Without the all five rule in place, Stewart said it's only a matter of time until a loose wheel results in something with more consequences than a second pit stop. From NBC Sports:

“I’m beyond mad, I’m P.O.’d at NASCAR about it, to be honest,” Stewart said Wednesday during an event to promote sponsor Mobil 1’s green initiatives. “For all the work and everything all the bulletins and all the new stuff we have to do to superspeedway cars and all these other things they want us to do for safety, we can’t even make sure we put five lug nuts on the wheel.

“It’s not even mandatory anymore. I mean, you don’t have to have but one on there if you don’t want. It’s however many you think you can get away with. So we’re putting the drivers in jeopardy to get track position. It’s not bit anybody yet, but I guarantee you that envelope is going to keep getting pushed until somebody gets hurt. You will not have heard a rant that’s going to be as bad as what’s going to come out of my mouth if a driver gets hurt because of a loose wheel that hurts one of them. With all the crap we’re going through with all the safety stuff, and for them to sit there and sit on their hands on this one … ”

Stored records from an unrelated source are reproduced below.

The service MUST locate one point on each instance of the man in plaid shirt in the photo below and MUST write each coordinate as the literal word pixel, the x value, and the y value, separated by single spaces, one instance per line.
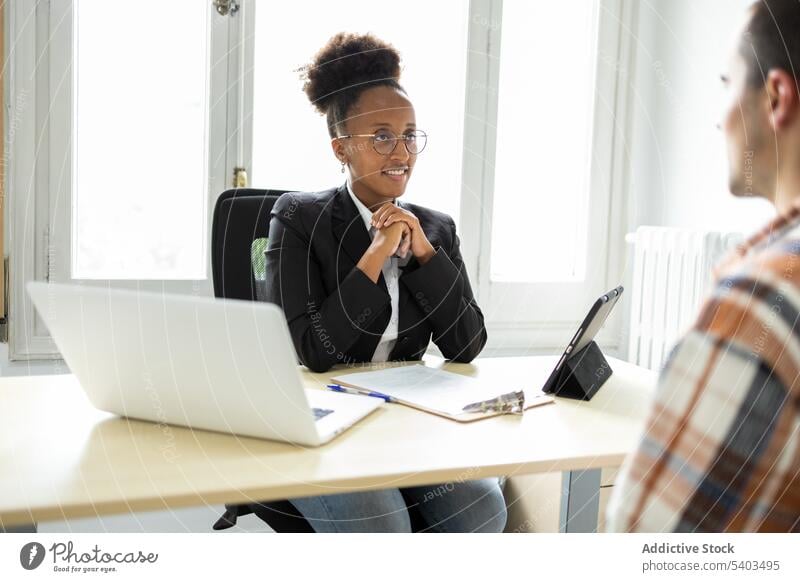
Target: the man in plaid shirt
pixel 721 449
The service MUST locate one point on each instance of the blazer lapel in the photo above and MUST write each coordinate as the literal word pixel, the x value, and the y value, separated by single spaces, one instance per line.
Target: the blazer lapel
pixel 348 229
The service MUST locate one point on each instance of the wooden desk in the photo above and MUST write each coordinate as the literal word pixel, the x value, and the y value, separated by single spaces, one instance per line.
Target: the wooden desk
pixel 61 458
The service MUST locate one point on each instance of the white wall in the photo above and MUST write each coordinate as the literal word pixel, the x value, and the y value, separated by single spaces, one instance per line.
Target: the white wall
pixel 678 167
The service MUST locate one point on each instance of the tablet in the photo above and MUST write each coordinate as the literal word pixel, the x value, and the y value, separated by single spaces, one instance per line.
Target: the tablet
pixel 588 329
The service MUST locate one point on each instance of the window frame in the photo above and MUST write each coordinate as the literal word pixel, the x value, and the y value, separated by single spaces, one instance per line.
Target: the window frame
pixel 534 332
pixel 41 218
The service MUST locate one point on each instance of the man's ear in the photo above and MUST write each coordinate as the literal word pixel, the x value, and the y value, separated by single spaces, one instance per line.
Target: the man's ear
pixel 782 91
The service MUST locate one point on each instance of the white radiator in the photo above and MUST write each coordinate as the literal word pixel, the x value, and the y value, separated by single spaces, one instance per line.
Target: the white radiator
pixel 672 273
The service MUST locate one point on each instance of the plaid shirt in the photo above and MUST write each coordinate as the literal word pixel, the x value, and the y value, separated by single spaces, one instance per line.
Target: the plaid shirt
pixel 721 449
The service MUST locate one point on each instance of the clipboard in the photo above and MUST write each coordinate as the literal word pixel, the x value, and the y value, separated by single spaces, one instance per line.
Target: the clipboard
pixel 453 396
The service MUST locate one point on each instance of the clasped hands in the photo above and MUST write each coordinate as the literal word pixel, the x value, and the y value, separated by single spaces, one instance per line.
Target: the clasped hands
pixel 398 232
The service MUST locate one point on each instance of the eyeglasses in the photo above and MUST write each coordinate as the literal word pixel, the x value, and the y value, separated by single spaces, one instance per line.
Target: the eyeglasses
pixel 384 141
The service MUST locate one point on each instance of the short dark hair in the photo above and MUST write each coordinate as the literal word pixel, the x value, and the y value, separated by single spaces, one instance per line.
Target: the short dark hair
pixel 772 39
pixel 343 69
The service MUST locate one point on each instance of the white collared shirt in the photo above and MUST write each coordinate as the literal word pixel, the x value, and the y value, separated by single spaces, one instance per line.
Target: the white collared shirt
pixel 391 274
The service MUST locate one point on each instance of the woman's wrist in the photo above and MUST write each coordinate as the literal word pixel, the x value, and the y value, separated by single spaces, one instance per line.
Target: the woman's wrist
pixel 371 263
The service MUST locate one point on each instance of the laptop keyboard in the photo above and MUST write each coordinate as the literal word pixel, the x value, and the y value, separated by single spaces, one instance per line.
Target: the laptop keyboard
pixel 320 413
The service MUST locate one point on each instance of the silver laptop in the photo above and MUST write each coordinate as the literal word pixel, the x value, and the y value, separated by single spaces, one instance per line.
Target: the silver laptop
pixel 222 365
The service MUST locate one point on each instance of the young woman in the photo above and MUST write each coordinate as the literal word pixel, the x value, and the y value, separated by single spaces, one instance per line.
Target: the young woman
pixel 363 277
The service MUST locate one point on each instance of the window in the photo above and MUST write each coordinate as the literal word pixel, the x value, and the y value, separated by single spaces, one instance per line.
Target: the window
pixel 546 134
pixel 128 137
pixel 544 137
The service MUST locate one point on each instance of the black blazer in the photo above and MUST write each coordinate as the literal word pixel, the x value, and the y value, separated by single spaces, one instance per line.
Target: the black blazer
pixel 336 314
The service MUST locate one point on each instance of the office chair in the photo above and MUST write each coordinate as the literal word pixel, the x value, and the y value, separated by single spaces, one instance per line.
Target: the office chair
pixel 241 218
pixel 239 230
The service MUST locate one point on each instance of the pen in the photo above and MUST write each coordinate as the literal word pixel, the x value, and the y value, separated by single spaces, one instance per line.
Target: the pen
pixel 345 390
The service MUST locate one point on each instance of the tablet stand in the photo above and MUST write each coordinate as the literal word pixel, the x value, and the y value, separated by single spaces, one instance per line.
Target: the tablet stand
pixel 583 374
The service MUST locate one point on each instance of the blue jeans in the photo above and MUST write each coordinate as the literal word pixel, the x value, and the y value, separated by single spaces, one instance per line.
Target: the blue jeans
pixel 470 506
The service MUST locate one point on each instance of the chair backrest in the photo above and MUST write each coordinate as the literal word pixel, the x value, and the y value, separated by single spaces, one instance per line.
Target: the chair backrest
pixel 241 217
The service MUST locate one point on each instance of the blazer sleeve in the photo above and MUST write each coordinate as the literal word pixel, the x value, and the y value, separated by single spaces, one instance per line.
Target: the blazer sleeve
pixel 323 326
pixel 441 289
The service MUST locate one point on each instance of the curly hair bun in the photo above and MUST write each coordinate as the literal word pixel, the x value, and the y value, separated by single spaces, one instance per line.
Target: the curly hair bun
pixel 349 61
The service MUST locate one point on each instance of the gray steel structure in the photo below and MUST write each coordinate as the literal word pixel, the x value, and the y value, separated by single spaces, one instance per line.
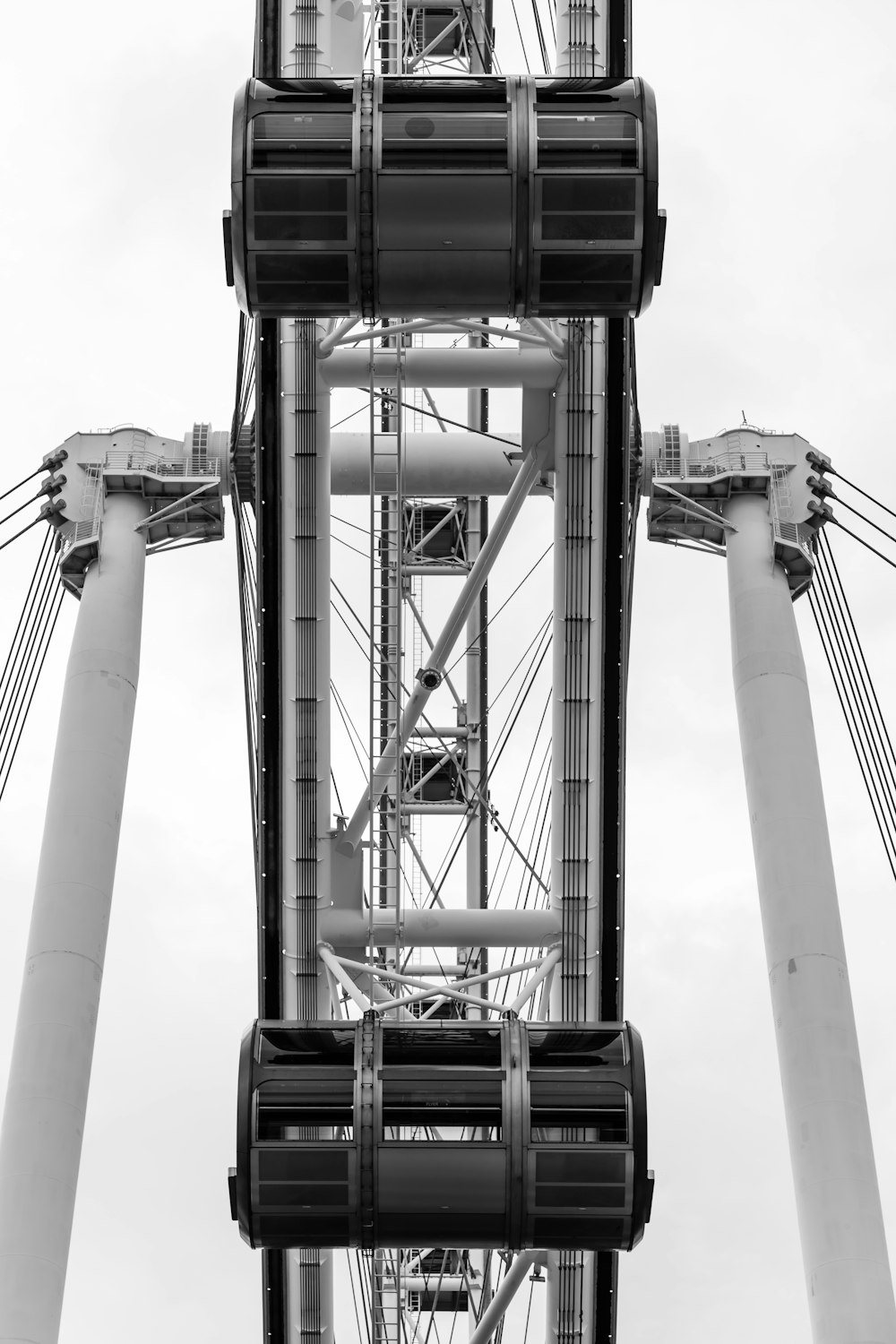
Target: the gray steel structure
pixel 605 452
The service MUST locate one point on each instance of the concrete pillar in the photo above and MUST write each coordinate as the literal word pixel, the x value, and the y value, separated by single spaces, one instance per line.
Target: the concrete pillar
pixel 53 1050
pixel 841 1228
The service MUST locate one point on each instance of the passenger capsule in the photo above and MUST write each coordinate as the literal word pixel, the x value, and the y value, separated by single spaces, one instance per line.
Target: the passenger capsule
pixel 401 196
pixel 443 1133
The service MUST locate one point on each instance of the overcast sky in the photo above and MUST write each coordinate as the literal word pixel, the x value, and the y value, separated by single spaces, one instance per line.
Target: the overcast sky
pixel 777 125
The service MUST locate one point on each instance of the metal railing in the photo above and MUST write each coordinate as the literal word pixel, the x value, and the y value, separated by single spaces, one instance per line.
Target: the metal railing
pixel 73 534
pixel 147 460
pixel 720 465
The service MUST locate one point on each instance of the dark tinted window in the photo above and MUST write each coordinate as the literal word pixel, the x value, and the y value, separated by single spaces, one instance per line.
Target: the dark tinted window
pixel 301 140
pixel 316 1104
pixel 424 139
pixel 587 140
pixel 441 1102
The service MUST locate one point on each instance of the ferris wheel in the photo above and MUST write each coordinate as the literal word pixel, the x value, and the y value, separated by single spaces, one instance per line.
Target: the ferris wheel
pixel 443 1109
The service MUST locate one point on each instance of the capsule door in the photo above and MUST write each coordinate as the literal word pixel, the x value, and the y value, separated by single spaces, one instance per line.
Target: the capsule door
pixel 443 1150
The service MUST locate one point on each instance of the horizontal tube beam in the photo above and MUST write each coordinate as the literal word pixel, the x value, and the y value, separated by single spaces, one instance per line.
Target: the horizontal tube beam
pixel 443 368
pixel 443 927
pixel 433 464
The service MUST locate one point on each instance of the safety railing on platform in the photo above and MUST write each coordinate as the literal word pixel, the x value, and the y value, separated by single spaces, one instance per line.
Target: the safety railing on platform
pixel 74 534
pixel 720 465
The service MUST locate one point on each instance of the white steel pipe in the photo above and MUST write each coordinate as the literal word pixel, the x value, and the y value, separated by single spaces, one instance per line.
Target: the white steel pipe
pixel 544 970
pixel 443 927
pixel 441 368
pixel 841 1228
pixel 504 1295
pixel 54 1042
pixel 421 694
pixel 435 464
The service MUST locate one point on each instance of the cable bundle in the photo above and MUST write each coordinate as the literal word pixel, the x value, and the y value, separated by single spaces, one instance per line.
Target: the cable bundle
pixel 26 658
pixel 856 694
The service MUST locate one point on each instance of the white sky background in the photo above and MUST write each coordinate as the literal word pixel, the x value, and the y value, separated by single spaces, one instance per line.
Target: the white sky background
pixel 775 126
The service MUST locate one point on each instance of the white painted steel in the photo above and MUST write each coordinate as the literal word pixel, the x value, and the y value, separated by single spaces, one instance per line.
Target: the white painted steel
pixel 848 1279
pixel 443 368
pixel 504 1295
pixel 54 1039
pixel 578 693
pixel 444 927
pixel 530 472
pixel 309 1273
pixel 297 682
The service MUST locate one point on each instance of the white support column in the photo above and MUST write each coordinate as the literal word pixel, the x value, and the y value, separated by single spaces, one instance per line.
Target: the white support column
pixel 54 1042
pixel 848 1279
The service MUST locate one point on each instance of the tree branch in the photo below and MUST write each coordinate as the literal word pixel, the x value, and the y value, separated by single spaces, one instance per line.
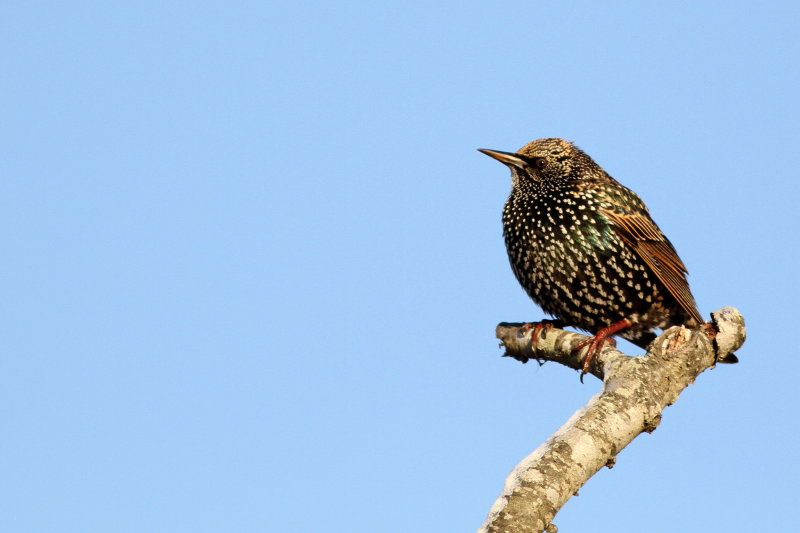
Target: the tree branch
pixel 635 392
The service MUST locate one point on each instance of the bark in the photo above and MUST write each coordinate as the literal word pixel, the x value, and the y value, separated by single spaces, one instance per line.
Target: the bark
pixel 635 392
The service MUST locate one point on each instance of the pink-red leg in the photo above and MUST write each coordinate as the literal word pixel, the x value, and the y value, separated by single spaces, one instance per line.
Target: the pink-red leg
pixel 600 338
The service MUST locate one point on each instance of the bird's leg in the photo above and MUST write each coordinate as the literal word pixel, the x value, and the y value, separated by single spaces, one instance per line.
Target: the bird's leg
pixel 542 328
pixel 600 338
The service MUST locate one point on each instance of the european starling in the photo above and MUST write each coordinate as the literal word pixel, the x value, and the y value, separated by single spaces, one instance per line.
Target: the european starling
pixel 585 249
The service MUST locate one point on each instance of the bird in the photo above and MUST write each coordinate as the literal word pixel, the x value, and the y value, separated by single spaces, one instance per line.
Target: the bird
pixel 586 250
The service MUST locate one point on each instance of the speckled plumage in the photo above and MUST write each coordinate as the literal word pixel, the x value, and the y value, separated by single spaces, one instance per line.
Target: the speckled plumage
pixel 584 247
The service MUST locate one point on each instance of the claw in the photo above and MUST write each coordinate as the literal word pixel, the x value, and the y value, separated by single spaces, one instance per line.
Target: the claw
pixel 597 342
pixel 541 329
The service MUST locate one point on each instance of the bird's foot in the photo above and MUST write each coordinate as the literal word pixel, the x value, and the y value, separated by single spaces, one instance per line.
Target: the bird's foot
pixel 597 342
pixel 541 329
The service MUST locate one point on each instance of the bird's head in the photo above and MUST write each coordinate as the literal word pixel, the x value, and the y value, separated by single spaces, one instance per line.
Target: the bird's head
pixel 545 160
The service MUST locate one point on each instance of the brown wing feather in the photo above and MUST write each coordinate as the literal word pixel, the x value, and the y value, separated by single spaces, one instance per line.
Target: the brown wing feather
pixel 644 237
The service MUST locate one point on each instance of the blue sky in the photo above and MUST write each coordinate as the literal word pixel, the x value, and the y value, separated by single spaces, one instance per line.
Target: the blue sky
pixel 253 262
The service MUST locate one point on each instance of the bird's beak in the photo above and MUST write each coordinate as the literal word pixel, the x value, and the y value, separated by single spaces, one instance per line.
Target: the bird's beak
pixel 507 158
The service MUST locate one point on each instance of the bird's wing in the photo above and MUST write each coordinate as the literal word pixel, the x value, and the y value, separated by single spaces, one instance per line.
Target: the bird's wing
pixel 639 232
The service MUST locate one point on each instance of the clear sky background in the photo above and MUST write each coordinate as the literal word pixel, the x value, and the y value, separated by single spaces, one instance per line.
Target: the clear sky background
pixel 253 263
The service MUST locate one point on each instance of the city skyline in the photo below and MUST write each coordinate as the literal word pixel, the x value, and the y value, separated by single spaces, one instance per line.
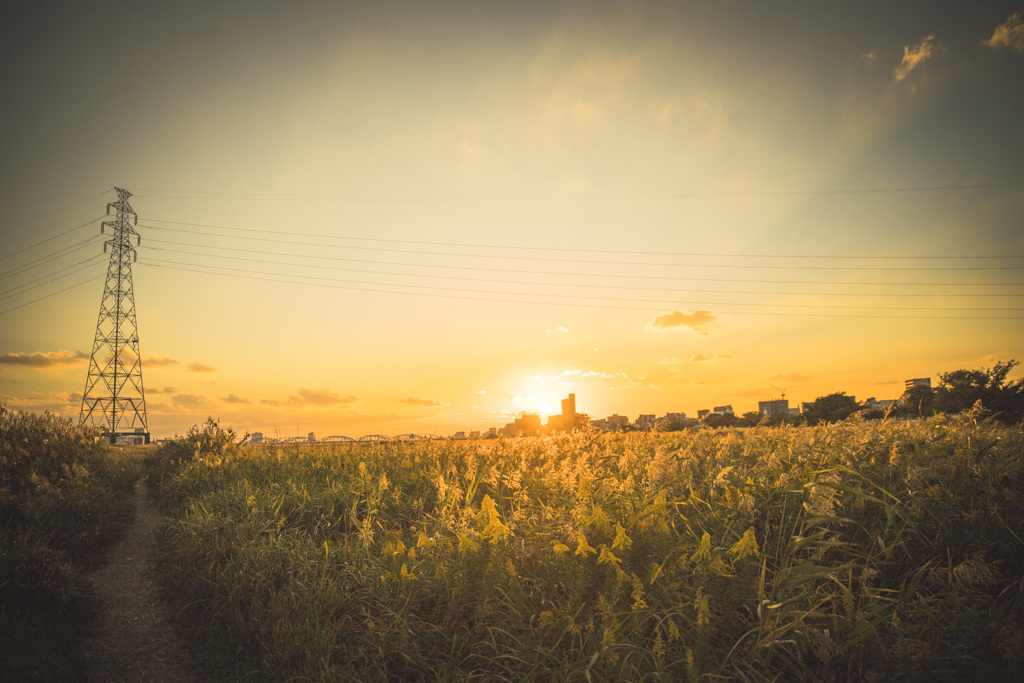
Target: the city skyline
pixel 370 219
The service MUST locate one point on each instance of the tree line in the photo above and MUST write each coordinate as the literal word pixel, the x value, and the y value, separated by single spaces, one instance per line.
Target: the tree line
pixel 988 389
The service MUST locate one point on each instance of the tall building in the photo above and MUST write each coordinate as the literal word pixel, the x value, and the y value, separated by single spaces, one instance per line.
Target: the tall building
pixel 568 413
pixel 774 409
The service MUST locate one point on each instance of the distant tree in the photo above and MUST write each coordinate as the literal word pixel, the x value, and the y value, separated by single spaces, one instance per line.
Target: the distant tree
pixel 961 389
pixel 833 408
pixel 918 400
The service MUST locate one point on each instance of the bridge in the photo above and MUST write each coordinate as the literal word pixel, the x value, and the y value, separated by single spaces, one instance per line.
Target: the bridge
pixel 340 438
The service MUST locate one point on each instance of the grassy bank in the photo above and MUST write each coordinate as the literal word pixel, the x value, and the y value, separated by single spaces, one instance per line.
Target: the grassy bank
pixel 62 499
pixel 857 551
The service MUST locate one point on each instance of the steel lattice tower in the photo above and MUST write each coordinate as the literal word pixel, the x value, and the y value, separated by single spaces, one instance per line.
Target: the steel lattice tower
pixel 114 398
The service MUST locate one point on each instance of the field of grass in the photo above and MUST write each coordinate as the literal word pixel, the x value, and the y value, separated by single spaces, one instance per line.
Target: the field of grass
pixel 64 498
pixel 856 551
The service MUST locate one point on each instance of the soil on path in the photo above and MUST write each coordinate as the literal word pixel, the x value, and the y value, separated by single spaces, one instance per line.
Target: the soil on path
pixel 133 638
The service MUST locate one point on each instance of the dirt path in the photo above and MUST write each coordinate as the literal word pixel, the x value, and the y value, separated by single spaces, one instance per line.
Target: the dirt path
pixel 133 640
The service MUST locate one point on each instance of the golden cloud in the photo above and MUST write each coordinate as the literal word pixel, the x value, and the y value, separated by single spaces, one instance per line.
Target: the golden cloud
pixel 416 400
pixel 200 368
pixel 1009 35
pixel 321 397
pixel 697 322
pixel 158 361
pixel 700 357
pixel 916 55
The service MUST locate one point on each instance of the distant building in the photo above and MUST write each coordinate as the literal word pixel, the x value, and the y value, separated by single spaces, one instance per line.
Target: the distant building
pixel 879 404
pixel 774 409
pixel 617 421
pixel 568 413
pixel 645 421
pixel 528 424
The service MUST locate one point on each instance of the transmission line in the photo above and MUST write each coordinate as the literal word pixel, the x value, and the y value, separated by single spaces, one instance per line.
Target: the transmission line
pixel 585 274
pixel 671 302
pixel 550 284
pixel 544 249
pixel 172 194
pixel 51 278
pixel 604 262
pixel 55 237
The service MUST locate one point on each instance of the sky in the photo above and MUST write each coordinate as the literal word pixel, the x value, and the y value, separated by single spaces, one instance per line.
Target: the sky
pixel 386 218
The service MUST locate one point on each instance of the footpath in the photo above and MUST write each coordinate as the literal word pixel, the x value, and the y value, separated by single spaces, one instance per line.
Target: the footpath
pixel 133 638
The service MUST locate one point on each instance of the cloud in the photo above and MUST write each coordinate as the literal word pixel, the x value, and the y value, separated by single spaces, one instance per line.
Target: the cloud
pixel 1009 35
pixel 45 359
pixel 320 397
pixel 416 400
pixel 192 400
pixel 916 55
pixel 697 321
pixel 158 361
pixel 792 377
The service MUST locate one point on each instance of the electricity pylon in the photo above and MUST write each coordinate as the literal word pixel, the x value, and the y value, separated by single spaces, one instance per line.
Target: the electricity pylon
pixel 114 398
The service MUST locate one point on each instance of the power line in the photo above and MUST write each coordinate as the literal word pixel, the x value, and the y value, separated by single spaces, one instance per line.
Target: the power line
pixel 36 220
pixel 55 237
pixel 51 278
pixel 604 262
pixel 42 260
pixel 585 305
pixel 172 194
pixel 542 249
pixel 585 274
pixel 29 303
pixel 549 284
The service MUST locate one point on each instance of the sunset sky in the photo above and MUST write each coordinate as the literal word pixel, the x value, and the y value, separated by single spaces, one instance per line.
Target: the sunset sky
pixel 428 217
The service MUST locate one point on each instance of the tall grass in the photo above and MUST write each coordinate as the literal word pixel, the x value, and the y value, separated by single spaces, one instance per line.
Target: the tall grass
pixel 856 551
pixel 64 497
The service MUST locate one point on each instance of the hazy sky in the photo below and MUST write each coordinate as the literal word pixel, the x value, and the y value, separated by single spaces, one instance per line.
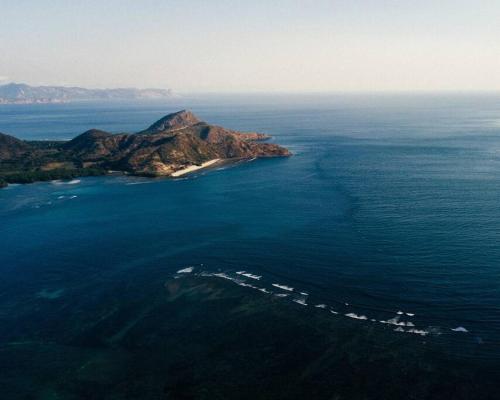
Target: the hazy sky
pixel 240 46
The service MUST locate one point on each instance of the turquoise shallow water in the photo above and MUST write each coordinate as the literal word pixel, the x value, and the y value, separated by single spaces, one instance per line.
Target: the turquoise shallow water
pixel 390 203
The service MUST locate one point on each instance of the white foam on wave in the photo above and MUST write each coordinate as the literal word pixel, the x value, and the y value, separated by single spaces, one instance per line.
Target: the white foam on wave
pixel 249 275
pixel 420 332
pixel 187 270
pixel 356 316
pixel 246 285
pixel 460 329
pixel 284 287
pixel 71 182
pixel 397 322
pixel 223 276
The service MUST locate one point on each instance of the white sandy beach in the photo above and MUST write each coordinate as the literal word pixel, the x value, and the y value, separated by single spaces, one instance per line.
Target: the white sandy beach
pixel 193 168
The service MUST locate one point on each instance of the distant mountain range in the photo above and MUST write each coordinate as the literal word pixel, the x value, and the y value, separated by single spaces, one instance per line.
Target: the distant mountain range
pixel 20 93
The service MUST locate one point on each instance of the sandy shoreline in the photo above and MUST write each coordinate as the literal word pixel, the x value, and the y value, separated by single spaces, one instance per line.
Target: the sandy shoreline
pixel 193 168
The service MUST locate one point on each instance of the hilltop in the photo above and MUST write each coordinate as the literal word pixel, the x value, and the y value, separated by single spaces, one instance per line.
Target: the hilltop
pixel 177 142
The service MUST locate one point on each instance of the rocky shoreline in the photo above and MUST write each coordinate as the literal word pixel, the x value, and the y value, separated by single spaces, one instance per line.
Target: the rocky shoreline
pixel 175 143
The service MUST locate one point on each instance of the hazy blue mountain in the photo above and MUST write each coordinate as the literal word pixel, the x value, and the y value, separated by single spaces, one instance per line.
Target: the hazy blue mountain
pixel 20 93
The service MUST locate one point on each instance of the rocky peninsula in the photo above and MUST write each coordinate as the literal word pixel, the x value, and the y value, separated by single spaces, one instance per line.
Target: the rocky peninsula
pixel 176 144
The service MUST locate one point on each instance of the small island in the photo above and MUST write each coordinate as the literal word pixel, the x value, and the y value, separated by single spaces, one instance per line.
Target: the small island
pixel 175 145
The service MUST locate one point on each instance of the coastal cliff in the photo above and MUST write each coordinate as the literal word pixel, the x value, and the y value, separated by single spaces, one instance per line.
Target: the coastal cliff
pixel 177 142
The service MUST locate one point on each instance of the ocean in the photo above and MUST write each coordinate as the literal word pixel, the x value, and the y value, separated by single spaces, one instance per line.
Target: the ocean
pixel 387 213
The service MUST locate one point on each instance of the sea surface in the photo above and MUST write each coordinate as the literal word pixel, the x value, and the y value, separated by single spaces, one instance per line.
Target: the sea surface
pixel 388 213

You can certainly see Stewart's point. Teams are going to exploit anything they can for the sake of speed. But at the same time, teams themselves aren't entirely blameless either. You can say that you were incentivized to do something in the name of competition, but the point that you did that thing still stands.

And while teams are playing it safe on the track after a loose wheel now, it doesn't take much of a leap to believe that conservatism would change in the Chase. If a team had a loose wheel late in a race and was clinging to the hope of Chase advancement, would it stay on the track and risk a crash or come to pit road and all but quash its Chase hopes?

The disappearance of the lug nut rule also coincided with the use of NASCAR's pit road cameras. The cameras, mounted to face each pit stall from the front stretch, are used by NASCAR officials in a trailer to officiate all pit stops. The system replaced officials stationed on pit road who watched for violations.

But while officials on pit road could see both sides of a car, the camera only sees one side. If NASCAR was to reinstitute the lug nut rule, tweaks would have to be made to the current officiating system to watch for violations.

Oh, and one more thing. Loose wheels are a safety issue, as Stewart said. Which is why it makes the disappearance of the rule a bit hypocritical by NASCAR, a sport that has touted its safety advancements over the past 15 years.

However, it's fair to say that many of the safety advancements in NASCAR have been reactionary rather than proactive like the proliferation of SAFER barriers or mandated head and neck restraints and throttle kill switches. Unless NASCAR is suddenly moved by Stewart's words and/or the rash of loose wheels throughout 2016, it could take a major incident for the lug nut rule to come back.